チェスボクシングとは

チェスボクシングとは

皆さんは「チェスボクシング」というものをご存じでしょうか?

 

チェスはボードゲームのチェスのことで、将棋の外国版みたいなやつと言えばやったことがない人も想像ができるでしょうか。

ハリーポ〇ターと賢者の石でロン・ウィ○ズリーが駒に乗って戦っていたアレですね。

 

そのチェスとボクシング、なんの関係があるんだろう?

ボクシングのなにかの動きをチェスに例えているとかそんなんなのかな?

 

いやいや、本当にそのチェスとボクシングの両方を行うのです。

なにを言っているかわからないでしょう。

筆者も最初は意味が分かりませんでした。

 

どのようにしてこの競技が生まれたかというと、発祥は1992年に発表された「マンガ」でした。

エンキ・ビラルさんの「冷たい赤道」という作品内でオリジナルの競技としてチェスボクシングが行われたのです。

知性と力強さ、どちらも表現する方法はないかと考え、このチェスボクシングを思いついたそう。

 

その後チェスボクシングは現実へ飛び出し、2003年には初の世界大会も開かれました。

競技人口は3500人とマイナースポーツではありますが、ヨーロッパを中心におこなわれています。

 

チェスボクシングのルール

さてチェスボクシングの具体的なルールはどういったものなのでしょう?

まず最初にチェスのラウンドをおこない、次にボクシングのラウンド、そしてまたチェスのラウンド~という流れです。

チェスは1ラウンド4分を6ラウンド(持ち時間は12分)、ボクシングは1ラウンド3分を5ラウンドおこないます。

※ボクシングは1ラウンド2分でおこなうという情報もあります。

 

チェスとボクシングそれぞれのルールや反則行為などはチェスボクシングでも同様のようです。

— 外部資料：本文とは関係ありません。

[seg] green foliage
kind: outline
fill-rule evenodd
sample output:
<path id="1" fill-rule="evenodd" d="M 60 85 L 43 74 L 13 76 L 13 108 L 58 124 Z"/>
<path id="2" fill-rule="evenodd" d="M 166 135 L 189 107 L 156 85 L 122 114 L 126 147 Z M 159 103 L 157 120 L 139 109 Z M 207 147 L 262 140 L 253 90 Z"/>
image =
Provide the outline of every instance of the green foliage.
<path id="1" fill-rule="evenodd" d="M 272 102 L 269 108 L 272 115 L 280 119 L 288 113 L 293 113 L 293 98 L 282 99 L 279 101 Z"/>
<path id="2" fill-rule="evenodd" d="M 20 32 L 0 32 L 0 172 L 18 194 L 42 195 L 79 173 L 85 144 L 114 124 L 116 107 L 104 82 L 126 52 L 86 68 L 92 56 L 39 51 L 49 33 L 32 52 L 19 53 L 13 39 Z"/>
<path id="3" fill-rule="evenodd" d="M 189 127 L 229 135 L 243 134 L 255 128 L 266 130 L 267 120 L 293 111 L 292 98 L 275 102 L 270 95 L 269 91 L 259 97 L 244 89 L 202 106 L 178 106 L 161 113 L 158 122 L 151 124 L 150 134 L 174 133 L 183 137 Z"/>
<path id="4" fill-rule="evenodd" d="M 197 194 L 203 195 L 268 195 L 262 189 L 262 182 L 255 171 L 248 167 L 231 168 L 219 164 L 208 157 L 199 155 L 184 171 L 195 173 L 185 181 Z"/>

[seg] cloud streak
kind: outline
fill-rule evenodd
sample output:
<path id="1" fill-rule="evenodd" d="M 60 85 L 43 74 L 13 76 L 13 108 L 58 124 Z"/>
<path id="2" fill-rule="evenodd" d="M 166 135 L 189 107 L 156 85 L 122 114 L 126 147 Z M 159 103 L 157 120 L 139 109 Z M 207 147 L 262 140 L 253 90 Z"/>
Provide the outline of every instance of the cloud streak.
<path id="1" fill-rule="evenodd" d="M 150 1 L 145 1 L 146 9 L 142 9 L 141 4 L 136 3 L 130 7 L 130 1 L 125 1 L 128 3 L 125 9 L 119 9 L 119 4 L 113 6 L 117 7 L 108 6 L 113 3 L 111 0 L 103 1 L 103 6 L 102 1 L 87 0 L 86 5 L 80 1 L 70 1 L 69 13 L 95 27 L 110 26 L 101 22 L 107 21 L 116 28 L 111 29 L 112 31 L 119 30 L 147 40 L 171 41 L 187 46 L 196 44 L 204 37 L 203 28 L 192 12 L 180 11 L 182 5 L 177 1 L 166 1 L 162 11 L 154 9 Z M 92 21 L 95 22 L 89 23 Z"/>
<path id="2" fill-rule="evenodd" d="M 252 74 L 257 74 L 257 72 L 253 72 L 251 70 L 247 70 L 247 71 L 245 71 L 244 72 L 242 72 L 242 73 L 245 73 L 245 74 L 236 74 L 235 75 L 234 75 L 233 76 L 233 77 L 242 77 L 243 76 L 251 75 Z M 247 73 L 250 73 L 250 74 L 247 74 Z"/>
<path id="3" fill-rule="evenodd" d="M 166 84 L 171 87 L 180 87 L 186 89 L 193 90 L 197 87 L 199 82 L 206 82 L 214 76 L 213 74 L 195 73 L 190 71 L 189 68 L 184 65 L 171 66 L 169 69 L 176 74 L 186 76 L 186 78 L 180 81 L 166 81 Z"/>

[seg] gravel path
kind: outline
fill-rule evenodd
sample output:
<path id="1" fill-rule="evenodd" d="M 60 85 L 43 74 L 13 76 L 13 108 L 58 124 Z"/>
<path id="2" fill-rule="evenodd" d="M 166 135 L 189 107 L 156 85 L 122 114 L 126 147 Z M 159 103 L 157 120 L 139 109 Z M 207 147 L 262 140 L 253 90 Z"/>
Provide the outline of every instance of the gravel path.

実際に試合の動画を観るとチェスの際に両選手がヘッドホンを着用しています。

その理由についてはおそらくですが、チェスのルールで「まわりからアドバイスを受けるのは反則」というものがあるのでそのためかと思われます。

 

決着方法はチェスかボクシング、どちらかで勝敗がつけばその時点で決着となります。

チェスの場合はチェックメイト(将棋でいう詰み)、持ち時間切れ、リザイン(投了・ギブアップの意)

ボクシングの場合はKO、TKO、レフェリーストップなど。

ボクシング、チェスともに決着がつかなかった場合はボクシングの判定で勝敗が決まります。

といっても判定決着になることはほとんどありません。

チェスは合計24分間おこないますが、持ち時間の12分を使い切ると負けになるためです。

 

ちなみにですが、ボクシングの性質上、チェスボクシングでも階級が分けられています。

どっちをメインで練習する?

さてチェスとボクシングを両方おこなうということはもちろん両方練習しないといけないわけです。

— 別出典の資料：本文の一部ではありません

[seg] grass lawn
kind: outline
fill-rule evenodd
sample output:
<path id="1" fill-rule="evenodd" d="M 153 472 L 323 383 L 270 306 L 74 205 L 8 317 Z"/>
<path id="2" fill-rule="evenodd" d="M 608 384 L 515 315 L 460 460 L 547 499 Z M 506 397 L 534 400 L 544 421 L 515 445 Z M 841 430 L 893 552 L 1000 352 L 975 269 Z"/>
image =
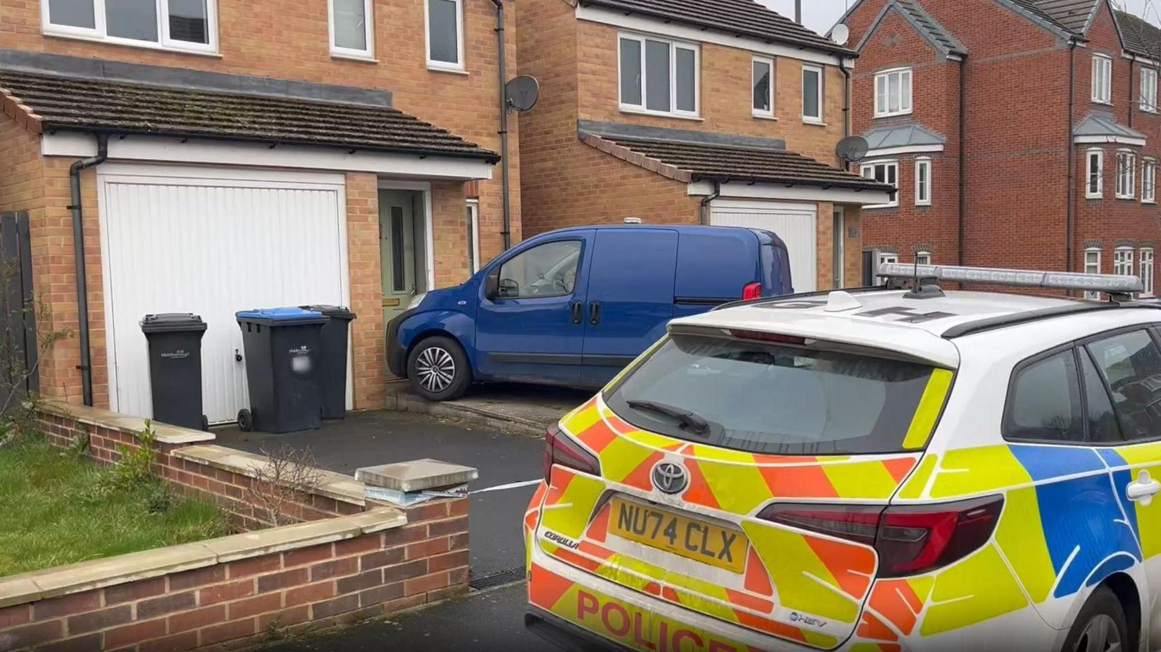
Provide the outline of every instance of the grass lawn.
<path id="1" fill-rule="evenodd" d="M 0 448 L 0 577 L 230 534 L 212 502 L 102 491 L 109 473 L 41 440 Z"/>

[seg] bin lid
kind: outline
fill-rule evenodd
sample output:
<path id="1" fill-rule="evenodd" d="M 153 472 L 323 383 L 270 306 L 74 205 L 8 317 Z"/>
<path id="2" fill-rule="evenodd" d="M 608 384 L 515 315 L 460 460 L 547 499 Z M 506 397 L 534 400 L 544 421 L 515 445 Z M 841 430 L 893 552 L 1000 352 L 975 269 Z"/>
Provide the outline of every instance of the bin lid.
<path id="1" fill-rule="evenodd" d="M 313 310 L 315 312 L 322 312 L 323 314 L 330 317 L 331 319 L 346 319 L 351 321 L 355 319 L 355 313 L 351 312 L 351 309 L 344 307 L 341 305 L 301 305 L 298 306 L 303 310 Z"/>
<path id="2" fill-rule="evenodd" d="M 276 324 L 283 326 L 297 326 L 302 324 L 323 324 L 326 317 L 322 312 L 303 310 L 301 307 L 265 307 L 254 310 L 243 310 L 235 313 L 238 321 L 251 324 Z"/>
<path id="3" fill-rule="evenodd" d="M 142 331 L 145 333 L 203 333 L 205 328 L 202 318 L 189 312 L 146 314 L 142 319 Z"/>

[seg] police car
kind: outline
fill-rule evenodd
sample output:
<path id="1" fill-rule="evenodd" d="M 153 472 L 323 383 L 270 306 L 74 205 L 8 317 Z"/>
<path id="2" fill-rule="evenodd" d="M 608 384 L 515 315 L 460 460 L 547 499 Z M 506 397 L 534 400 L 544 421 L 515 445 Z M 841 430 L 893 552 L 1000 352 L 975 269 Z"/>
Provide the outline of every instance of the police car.
<path id="1" fill-rule="evenodd" d="M 1140 281 L 880 275 L 675 320 L 549 432 L 529 629 L 646 652 L 1161 647 Z"/>

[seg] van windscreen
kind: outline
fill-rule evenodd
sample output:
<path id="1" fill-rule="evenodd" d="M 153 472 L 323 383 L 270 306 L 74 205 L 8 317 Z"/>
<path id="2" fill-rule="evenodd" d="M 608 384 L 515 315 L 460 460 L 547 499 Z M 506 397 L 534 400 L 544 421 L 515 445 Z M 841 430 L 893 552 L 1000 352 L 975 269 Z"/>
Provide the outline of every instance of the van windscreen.
<path id="1" fill-rule="evenodd" d="M 604 398 L 639 428 L 695 443 L 772 455 L 886 454 L 926 443 L 950 379 L 947 370 L 900 360 L 677 334 Z M 924 420 L 916 439 L 913 422 Z"/>

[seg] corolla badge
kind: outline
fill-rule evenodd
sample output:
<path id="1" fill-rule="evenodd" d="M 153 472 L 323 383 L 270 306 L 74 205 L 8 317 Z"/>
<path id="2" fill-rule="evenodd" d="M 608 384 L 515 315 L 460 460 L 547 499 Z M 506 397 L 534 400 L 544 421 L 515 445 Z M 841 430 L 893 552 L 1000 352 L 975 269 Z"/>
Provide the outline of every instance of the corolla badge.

どちらに比重を置いて練習するのが有利なのでしょうか?

 

実際の選手の特徴でいうと、ボクシングの実力はそこそこでチェスが強いという選手のタイプが多いようです。

 

私は最初「チェスで実力差があってもさすがに4分で負けることはないだろうしボクシング強いほうがいいんじゃないの?しかも持ち時間12分フルに使えば3~4ラウンド持ちこたえれるし」と思っていました。

しかしルールをよく見て考えるとたしかにボクシングはそこそこでいいのかもしれません。

 

チェスのラウンドで審判から無気力試合だと判断されると負けになることもあるようです。

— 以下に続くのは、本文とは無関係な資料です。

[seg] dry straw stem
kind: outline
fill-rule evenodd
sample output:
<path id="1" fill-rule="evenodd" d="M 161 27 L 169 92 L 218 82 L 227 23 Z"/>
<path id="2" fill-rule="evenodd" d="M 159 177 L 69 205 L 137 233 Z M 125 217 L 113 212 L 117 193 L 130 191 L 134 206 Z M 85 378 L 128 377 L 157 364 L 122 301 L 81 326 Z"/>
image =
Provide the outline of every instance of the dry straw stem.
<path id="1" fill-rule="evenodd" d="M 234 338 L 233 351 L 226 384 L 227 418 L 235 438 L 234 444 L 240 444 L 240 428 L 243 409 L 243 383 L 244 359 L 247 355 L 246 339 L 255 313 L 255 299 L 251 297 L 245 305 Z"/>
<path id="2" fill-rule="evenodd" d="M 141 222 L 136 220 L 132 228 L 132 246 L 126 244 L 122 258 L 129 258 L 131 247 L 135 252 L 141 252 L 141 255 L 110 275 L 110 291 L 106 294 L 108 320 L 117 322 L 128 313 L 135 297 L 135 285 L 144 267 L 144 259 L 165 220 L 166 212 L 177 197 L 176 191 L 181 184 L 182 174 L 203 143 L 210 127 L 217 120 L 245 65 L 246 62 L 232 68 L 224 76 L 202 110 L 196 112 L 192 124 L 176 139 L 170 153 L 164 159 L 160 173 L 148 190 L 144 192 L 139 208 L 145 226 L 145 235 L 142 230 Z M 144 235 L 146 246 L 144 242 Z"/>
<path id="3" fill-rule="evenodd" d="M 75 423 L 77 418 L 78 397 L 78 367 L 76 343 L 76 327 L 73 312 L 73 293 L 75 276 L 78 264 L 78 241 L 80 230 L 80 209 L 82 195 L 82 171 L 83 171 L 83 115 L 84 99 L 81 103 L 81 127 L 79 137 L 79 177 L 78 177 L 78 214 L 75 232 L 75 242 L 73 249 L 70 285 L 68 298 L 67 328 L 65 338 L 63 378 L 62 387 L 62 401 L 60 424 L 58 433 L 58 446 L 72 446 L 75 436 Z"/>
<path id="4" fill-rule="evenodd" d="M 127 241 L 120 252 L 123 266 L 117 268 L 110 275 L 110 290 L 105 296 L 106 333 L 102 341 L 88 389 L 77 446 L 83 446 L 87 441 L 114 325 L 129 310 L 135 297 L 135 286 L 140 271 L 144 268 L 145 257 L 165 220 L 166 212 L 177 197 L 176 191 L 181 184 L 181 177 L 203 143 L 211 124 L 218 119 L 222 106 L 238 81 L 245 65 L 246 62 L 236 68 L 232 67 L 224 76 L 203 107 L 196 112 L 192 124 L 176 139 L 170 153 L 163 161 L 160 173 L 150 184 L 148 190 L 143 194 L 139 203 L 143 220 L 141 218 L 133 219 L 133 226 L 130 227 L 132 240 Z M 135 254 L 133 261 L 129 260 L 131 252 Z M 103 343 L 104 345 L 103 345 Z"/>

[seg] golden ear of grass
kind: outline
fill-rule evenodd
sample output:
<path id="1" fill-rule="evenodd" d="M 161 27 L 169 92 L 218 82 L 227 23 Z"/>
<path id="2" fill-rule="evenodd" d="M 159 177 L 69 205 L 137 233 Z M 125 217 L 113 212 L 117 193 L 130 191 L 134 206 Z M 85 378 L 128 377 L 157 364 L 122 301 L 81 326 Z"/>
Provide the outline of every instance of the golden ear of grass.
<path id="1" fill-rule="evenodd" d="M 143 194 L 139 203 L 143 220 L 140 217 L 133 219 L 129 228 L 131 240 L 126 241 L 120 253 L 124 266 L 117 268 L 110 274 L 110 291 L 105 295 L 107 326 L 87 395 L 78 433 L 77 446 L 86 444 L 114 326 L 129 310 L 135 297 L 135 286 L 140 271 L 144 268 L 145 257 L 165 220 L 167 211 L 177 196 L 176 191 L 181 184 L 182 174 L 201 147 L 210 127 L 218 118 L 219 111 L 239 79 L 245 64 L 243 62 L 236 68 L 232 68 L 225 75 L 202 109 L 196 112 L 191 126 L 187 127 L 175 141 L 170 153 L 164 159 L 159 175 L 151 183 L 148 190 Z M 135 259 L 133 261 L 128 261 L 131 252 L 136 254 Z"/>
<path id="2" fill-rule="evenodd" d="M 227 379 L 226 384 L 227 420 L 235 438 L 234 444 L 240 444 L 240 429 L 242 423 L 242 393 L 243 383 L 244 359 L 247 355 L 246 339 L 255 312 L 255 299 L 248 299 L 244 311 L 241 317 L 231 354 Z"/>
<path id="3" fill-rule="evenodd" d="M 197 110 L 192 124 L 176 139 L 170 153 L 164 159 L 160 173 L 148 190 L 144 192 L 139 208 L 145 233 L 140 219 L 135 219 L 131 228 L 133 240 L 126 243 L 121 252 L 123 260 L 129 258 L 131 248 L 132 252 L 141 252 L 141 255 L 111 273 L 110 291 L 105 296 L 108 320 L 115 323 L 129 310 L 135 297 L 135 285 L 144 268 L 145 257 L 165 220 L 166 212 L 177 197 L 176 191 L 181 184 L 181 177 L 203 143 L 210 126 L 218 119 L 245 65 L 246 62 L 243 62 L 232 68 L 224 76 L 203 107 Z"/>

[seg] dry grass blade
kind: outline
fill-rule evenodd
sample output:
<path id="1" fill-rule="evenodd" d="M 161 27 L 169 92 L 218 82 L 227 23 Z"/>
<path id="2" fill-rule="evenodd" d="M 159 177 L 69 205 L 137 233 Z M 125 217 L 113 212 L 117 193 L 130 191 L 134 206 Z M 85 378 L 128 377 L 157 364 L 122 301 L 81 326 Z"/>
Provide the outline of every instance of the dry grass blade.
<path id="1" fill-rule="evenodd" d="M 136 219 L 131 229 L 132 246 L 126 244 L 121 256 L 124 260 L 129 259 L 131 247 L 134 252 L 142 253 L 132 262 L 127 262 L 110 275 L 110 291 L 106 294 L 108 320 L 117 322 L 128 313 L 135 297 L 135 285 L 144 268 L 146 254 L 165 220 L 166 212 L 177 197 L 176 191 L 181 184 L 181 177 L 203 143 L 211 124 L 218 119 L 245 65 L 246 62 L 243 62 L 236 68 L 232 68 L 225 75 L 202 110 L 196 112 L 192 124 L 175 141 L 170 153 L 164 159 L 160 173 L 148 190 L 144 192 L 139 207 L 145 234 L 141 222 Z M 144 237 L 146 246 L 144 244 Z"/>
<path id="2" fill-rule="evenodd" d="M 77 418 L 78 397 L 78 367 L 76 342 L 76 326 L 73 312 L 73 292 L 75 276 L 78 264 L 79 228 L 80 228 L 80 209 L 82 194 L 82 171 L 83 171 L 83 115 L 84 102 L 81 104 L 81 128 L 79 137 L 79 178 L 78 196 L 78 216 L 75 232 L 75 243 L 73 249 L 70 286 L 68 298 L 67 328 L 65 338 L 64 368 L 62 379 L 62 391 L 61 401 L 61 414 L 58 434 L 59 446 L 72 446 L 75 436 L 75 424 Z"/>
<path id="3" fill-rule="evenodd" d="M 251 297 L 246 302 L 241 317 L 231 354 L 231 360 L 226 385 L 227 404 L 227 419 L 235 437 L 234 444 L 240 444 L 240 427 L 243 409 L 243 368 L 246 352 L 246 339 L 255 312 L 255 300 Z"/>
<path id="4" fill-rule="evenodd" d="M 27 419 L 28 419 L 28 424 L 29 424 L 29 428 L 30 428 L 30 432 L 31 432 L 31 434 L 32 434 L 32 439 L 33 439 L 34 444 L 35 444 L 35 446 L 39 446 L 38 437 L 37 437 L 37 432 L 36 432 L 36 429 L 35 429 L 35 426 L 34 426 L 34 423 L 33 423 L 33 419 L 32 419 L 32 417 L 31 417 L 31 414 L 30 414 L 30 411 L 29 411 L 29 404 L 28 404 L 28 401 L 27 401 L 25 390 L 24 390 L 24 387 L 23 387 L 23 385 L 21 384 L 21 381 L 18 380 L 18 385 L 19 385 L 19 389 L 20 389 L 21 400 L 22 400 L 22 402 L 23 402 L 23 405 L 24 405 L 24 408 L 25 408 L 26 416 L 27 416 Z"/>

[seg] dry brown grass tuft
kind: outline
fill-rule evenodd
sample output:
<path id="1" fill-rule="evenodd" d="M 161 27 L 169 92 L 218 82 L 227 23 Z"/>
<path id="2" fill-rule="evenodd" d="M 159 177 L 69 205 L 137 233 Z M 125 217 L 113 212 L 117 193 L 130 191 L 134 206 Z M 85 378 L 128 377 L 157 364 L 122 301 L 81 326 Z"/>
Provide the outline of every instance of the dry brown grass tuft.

ボクシングの決着は基本的にKOなので相手を倒さなければなりません。

つまりどれだけ有効打を与えてもダメージを与えてもダウンを奪っても、KOできなければチェスで決着となるのです。

もちろんボクシング素人相手ならKOできるでしょうが、しっかりガードを覚えてアウトボクシングで倒されない戦い方を徹底されてしまうとなかなか厳しいものがあります。

 

「でもボクシングが世界チャンピオンクラスだったら!」とも思いましたが、公式戦に出場するにはFIDEレートというチェスの実力を示す指標が最低限必要なようです。

 

 

余談ですが日本でも関西で大人気の某探偵番組にてチェスボクシングになぞらえた将棋ボクシングを実現しました。

ボクシング元世界チャンピオンの井岡弘樹さんと将棋棋士の先崎学九段(当時八段)が対戦。

この試合では先崎さんが将棋で井岡さんを追い詰めるも、ボクシングラウンドで井岡さんがダウンを奪いKO勝利となりました。